Knead to know: this teenager will school you in bagel-making

Since the start of shelter-in-place, I have watched a lot of bread videos. Most of them fill me with panic (at my lack of life skills), fury (at other people’s apparent ability to structure their time) and shame (regarding the 12 packets of yeast I optimistically purchased at the beginning of this pandemic and the failed sourdough starter currently emitting weird smells in the corner of my kitchen.)

Not so with a bagel-making tutorial released by Minneapolis teenager Adin Zweigbaum, which performs the rare feat of inspiring you to learn a skill without making you feel like trash for not possessing it already. Zweigbaum’s video combines simple instructions, good seasonings and a righteous, back-to-the-bagel manifesto: “For too long we’ve been putting up with these grotesque, vulgar supermarket bagels,” Zweigbaum begins over a soft, psychedelic beat. “Do they think we can’t taste? Do they think we’re pigs?”

A junior in high school, Zweigbaum, 17, is one of YouTube’s younger culinary presences. But his discerning taste goes back over a decade: according to family lore, as a toddler he was never content with mundane baby food, preferring to swipe bits from his parents’ plates. From family matriarchs, he picked up Jewish staples like knishes. But only recently has his mother trusted him enough to cook unsupervised.
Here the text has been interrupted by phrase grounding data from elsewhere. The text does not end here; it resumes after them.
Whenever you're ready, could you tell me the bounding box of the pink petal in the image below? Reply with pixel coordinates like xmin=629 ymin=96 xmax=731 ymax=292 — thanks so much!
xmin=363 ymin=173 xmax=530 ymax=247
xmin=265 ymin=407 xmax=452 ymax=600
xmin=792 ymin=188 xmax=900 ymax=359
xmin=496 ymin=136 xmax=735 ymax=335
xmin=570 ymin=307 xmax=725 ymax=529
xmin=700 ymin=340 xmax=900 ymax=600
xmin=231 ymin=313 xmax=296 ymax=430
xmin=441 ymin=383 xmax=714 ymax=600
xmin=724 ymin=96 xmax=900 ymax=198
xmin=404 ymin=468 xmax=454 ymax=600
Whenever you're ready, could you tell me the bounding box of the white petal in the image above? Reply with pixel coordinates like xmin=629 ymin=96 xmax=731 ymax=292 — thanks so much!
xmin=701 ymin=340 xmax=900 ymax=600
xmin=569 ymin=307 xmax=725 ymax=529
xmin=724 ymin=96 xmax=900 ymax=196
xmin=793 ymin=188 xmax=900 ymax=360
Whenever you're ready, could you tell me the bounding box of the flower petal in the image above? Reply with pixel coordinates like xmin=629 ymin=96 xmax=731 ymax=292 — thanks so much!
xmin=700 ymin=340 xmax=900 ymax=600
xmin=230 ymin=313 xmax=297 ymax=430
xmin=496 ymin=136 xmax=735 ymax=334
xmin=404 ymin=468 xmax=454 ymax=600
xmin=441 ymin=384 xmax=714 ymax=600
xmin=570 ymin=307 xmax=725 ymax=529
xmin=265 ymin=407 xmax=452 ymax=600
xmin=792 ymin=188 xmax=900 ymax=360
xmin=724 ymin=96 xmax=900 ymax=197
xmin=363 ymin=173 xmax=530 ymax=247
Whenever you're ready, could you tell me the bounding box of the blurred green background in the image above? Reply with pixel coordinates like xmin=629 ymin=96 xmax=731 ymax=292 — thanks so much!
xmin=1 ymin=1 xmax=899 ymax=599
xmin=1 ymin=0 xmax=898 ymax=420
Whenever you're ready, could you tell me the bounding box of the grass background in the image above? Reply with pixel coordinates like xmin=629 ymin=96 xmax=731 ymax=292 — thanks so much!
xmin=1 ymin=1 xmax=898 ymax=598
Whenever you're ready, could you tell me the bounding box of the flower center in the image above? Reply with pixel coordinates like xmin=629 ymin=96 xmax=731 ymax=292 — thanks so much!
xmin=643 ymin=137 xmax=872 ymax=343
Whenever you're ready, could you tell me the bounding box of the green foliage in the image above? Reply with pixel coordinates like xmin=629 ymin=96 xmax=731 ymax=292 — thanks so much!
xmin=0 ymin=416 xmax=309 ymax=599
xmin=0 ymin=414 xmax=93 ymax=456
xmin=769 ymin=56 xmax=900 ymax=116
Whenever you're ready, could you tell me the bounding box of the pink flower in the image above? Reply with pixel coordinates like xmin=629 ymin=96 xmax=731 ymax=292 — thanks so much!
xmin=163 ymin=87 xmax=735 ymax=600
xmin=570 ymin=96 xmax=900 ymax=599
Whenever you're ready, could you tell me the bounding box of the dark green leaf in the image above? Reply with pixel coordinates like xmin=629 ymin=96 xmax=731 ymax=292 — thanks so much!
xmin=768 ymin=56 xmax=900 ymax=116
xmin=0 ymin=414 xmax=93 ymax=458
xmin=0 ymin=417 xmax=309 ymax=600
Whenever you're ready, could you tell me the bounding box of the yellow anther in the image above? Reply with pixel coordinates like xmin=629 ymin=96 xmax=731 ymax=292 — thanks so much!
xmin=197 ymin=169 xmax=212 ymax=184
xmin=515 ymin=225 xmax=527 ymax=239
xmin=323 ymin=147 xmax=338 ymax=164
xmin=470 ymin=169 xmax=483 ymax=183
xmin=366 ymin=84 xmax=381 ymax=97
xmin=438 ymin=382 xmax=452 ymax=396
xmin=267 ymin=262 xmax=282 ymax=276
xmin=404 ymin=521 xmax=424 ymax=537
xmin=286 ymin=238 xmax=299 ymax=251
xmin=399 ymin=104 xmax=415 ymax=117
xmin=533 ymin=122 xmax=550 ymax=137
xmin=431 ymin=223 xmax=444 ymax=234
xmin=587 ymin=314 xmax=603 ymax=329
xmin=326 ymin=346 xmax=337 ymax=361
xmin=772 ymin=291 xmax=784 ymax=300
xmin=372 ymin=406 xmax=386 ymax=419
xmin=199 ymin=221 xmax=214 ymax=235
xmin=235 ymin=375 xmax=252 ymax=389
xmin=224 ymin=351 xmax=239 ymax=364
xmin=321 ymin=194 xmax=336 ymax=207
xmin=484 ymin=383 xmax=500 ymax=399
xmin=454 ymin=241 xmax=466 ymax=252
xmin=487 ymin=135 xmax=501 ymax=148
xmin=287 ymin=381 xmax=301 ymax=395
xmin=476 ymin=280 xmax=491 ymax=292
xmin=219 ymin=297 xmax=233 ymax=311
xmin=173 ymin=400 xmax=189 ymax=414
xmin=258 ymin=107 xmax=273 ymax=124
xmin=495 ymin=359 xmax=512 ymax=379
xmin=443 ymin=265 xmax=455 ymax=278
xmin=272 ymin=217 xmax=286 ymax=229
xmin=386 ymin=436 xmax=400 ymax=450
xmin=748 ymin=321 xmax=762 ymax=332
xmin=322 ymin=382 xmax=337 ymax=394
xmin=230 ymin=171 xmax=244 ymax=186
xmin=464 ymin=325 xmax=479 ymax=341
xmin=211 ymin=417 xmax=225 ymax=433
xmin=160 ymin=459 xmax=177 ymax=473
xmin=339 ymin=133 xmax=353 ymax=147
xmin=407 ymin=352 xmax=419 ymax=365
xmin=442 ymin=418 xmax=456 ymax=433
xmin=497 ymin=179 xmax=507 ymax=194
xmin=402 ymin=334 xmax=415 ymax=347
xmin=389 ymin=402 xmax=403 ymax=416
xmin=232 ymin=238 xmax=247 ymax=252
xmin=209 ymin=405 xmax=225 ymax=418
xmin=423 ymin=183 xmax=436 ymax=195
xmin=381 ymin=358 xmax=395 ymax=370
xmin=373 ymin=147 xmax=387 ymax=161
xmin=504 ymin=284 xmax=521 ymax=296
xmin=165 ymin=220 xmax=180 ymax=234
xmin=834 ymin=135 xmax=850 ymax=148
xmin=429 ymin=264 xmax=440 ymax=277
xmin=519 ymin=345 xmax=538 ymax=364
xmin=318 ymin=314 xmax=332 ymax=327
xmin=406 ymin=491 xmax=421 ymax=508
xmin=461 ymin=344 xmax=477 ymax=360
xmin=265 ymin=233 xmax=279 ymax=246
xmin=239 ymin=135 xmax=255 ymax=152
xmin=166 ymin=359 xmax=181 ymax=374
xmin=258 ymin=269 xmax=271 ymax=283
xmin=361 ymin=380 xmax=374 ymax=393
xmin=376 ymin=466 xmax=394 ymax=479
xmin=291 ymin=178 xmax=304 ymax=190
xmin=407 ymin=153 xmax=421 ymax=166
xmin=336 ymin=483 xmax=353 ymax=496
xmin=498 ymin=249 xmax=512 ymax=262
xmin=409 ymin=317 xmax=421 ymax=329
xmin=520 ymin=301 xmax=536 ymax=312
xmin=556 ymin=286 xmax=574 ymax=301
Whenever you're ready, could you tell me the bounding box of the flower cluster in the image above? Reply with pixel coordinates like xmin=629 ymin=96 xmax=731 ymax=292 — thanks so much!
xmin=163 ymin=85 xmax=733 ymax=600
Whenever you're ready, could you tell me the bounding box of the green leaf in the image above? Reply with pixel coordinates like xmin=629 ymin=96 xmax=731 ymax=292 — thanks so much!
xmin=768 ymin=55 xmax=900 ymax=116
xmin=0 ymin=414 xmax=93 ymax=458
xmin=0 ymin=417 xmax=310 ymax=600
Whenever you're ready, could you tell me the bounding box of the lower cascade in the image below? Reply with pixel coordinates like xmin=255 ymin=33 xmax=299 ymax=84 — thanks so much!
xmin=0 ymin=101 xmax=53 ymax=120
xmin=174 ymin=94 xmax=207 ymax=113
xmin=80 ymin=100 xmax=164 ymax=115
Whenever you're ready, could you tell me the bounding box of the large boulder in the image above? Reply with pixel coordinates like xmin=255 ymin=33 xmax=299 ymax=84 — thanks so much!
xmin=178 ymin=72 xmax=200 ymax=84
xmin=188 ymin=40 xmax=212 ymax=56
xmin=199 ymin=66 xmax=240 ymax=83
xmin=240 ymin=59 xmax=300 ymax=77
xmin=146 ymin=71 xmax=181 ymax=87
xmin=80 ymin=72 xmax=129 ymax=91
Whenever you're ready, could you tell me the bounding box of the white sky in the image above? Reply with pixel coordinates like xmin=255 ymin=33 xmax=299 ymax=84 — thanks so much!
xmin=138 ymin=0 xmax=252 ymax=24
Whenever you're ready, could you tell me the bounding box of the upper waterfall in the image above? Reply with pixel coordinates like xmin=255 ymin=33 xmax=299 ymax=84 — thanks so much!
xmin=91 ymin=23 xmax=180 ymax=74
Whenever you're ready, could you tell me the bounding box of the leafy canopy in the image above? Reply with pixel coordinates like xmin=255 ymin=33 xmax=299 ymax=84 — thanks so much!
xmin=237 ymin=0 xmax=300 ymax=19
“She thought I would make too much of a mess,” he admitted.

In early 2020, Zweigbaum taught himself to make bagels out of the aforementioned disdain for substandard supermarket offerings. And when coronavirus put an end to his school year, he decided to share his newfound wisdom with the masses. He says his bagel-making tutorial is only the first of several YouTube offerings he’s planning. “I’m in my house 24 hours a day,” he said. “I don’t have an excuse not to be putting out videos.”

And in that spirit, he’s already got some advice for aspiring bread makers: It’s all in the arms. “You’re going to knead it until you’re sore, and it’s not going to look pretty,” he said. “But you gotta remember, at the end you’ll have some nice bagels.”